Abstract

Religion is profuse in Taiwan, and this is reflected in publications. In the last chapter of this collection, Randall Nadeau and Chang Hsun point out that Taiwanese academic publications on religion in Taiwan have increased hugely in the last two decades. Taiwanese anthropologists have probably been most prominent in this study. But this book contains only one chapter by an anthropologist writing as such. He is Huang Shiu-wey. Typical of an old anthropological habit, now that Chinese, according to Nadeau and Chang, are more studied than aboriginal inhabitants (yuanzhumin) by Taiwanese anthropologists, Huang's chapter is on the Ami. It stands awkwardly among the others, which are by historians and teachers in religious studies departments, with its use of anthropological concepts of culture and identity and its concentration on ritual and avoidance of a discrete concept of religion.
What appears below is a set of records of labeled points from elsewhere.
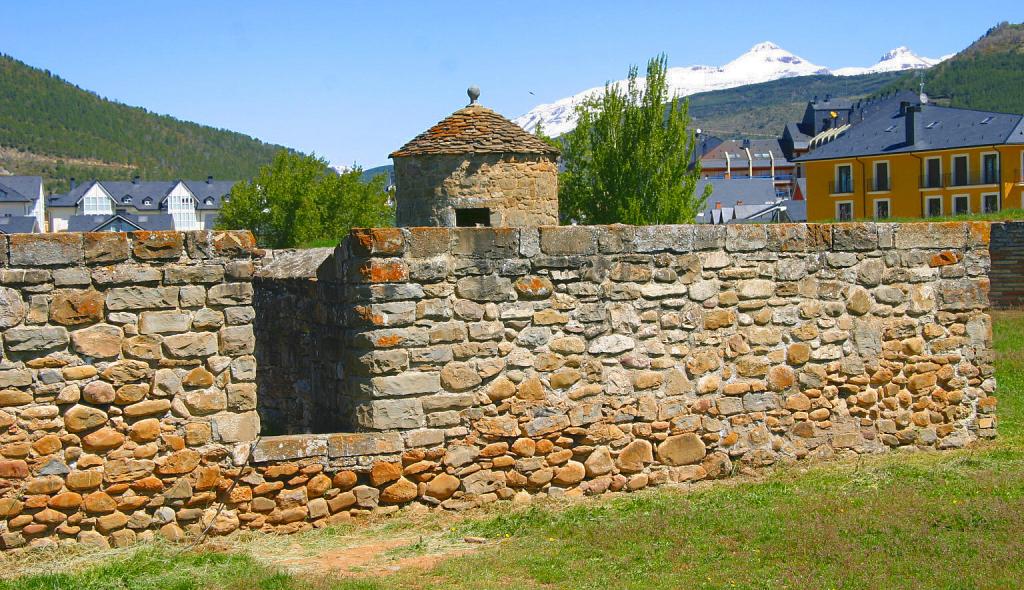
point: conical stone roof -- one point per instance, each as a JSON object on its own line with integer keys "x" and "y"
{"x": 474, "y": 129}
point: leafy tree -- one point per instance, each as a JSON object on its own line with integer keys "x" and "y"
{"x": 628, "y": 161}
{"x": 298, "y": 200}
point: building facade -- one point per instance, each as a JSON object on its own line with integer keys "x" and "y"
{"x": 189, "y": 204}
{"x": 920, "y": 161}
{"x": 22, "y": 204}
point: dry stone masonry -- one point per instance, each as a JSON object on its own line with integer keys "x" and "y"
{"x": 450, "y": 368}
{"x": 127, "y": 387}
{"x": 496, "y": 364}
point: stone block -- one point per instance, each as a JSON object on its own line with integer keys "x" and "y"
{"x": 391, "y": 414}
{"x": 190, "y": 345}
{"x": 45, "y": 249}
{"x": 237, "y": 427}
{"x": 164, "y": 322}
{"x": 357, "y": 445}
{"x": 237, "y": 340}
{"x": 190, "y": 274}
{"x": 104, "y": 247}
{"x": 289, "y": 448}
{"x": 157, "y": 245}
{"x": 124, "y": 298}
{"x": 568, "y": 240}
{"x": 35, "y": 339}
{"x": 408, "y": 383}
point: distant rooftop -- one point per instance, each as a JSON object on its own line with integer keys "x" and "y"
{"x": 938, "y": 128}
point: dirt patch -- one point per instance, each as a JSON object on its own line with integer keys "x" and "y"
{"x": 383, "y": 556}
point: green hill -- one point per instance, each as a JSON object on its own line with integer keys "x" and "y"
{"x": 988, "y": 75}
{"x": 54, "y": 129}
{"x": 763, "y": 110}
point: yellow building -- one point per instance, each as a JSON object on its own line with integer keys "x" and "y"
{"x": 921, "y": 161}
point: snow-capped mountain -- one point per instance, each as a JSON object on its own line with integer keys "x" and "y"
{"x": 895, "y": 60}
{"x": 763, "y": 62}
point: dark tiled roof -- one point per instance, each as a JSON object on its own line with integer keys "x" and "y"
{"x": 938, "y": 128}
{"x": 759, "y": 150}
{"x": 18, "y": 224}
{"x": 474, "y": 129}
{"x": 156, "y": 191}
{"x": 19, "y": 188}
{"x": 148, "y": 221}
{"x": 758, "y": 193}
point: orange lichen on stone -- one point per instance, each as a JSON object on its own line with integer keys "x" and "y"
{"x": 388, "y": 341}
{"x": 384, "y": 271}
{"x": 943, "y": 258}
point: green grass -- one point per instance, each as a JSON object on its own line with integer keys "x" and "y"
{"x": 913, "y": 520}
{"x": 1004, "y": 215}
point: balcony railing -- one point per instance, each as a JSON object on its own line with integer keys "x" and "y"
{"x": 953, "y": 180}
{"x": 880, "y": 183}
{"x": 841, "y": 187}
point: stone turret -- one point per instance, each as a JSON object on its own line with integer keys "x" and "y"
{"x": 476, "y": 168}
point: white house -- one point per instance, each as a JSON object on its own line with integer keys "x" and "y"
{"x": 22, "y": 204}
{"x": 190, "y": 204}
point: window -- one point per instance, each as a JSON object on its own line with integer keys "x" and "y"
{"x": 475, "y": 217}
{"x": 181, "y": 206}
{"x": 882, "y": 209}
{"x": 844, "y": 179}
{"x": 933, "y": 173}
{"x": 990, "y": 168}
{"x": 881, "y": 176}
{"x": 962, "y": 205}
{"x": 960, "y": 171}
{"x": 96, "y": 203}
{"x": 990, "y": 203}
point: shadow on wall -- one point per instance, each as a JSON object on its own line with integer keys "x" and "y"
{"x": 300, "y": 311}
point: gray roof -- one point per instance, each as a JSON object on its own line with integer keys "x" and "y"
{"x": 156, "y": 191}
{"x": 148, "y": 221}
{"x": 18, "y": 224}
{"x": 939, "y": 128}
{"x": 19, "y": 188}
{"x": 729, "y": 191}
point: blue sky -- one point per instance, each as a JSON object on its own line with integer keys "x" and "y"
{"x": 352, "y": 81}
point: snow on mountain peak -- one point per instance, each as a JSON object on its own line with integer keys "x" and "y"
{"x": 763, "y": 62}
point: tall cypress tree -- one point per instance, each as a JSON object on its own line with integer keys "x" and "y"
{"x": 629, "y": 159}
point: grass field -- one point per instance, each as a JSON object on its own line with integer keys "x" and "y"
{"x": 918, "y": 520}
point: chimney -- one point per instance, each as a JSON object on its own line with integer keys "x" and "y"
{"x": 912, "y": 124}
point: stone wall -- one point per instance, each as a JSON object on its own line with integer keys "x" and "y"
{"x": 127, "y": 383}
{"x": 498, "y": 364}
{"x": 519, "y": 188}
{"x": 467, "y": 366}
{"x": 1008, "y": 265}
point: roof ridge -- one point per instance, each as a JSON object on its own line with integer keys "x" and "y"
{"x": 474, "y": 129}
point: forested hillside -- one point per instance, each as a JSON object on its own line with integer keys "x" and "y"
{"x": 988, "y": 75}
{"x": 52, "y": 128}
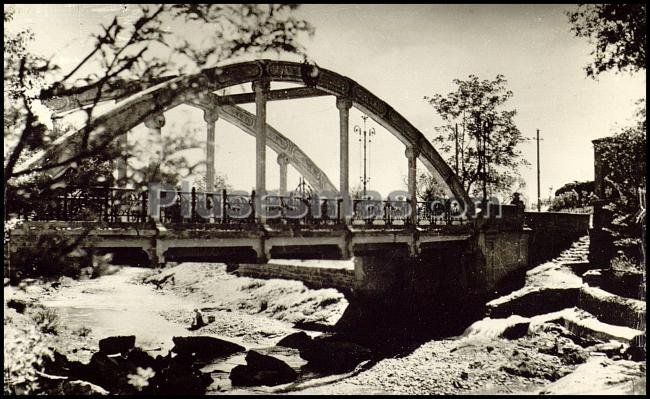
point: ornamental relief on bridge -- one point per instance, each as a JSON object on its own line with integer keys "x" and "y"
{"x": 229, "y": 75}
{"x": 241, "y": 115}
{"x": 333, "y": 82}
{"x": 367, "y": 99}
{"x": 282, "y": 71}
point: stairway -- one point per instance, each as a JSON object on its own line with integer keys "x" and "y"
{"x": 565, "y": 289}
One other chapter is about “religious culture.” It is by Julian Pas, the justly renowned editor of the Journal of Chinese Religions, who died before he could polish his chapter. The book is dedicated to him. But honouring his efforts to enrich the study of religion in China and Taiwan and sympathy for his state of health at the time will not prevent a reader from noticing how short and thin his chapter is, precisely because he misses so much that anthropologists have written. The book as a whole shares this failing. The introduction does not make the conceptual and informative links to provide a social analysis of the remarkable cultural and religious changes that each chapter describes within its own narrow remit. The editors simply state that religion is dynamic, that modernization includes the fact that traditions change, and that the aim of the book is to chart those changes. They introduce each chapter without linking it to the others.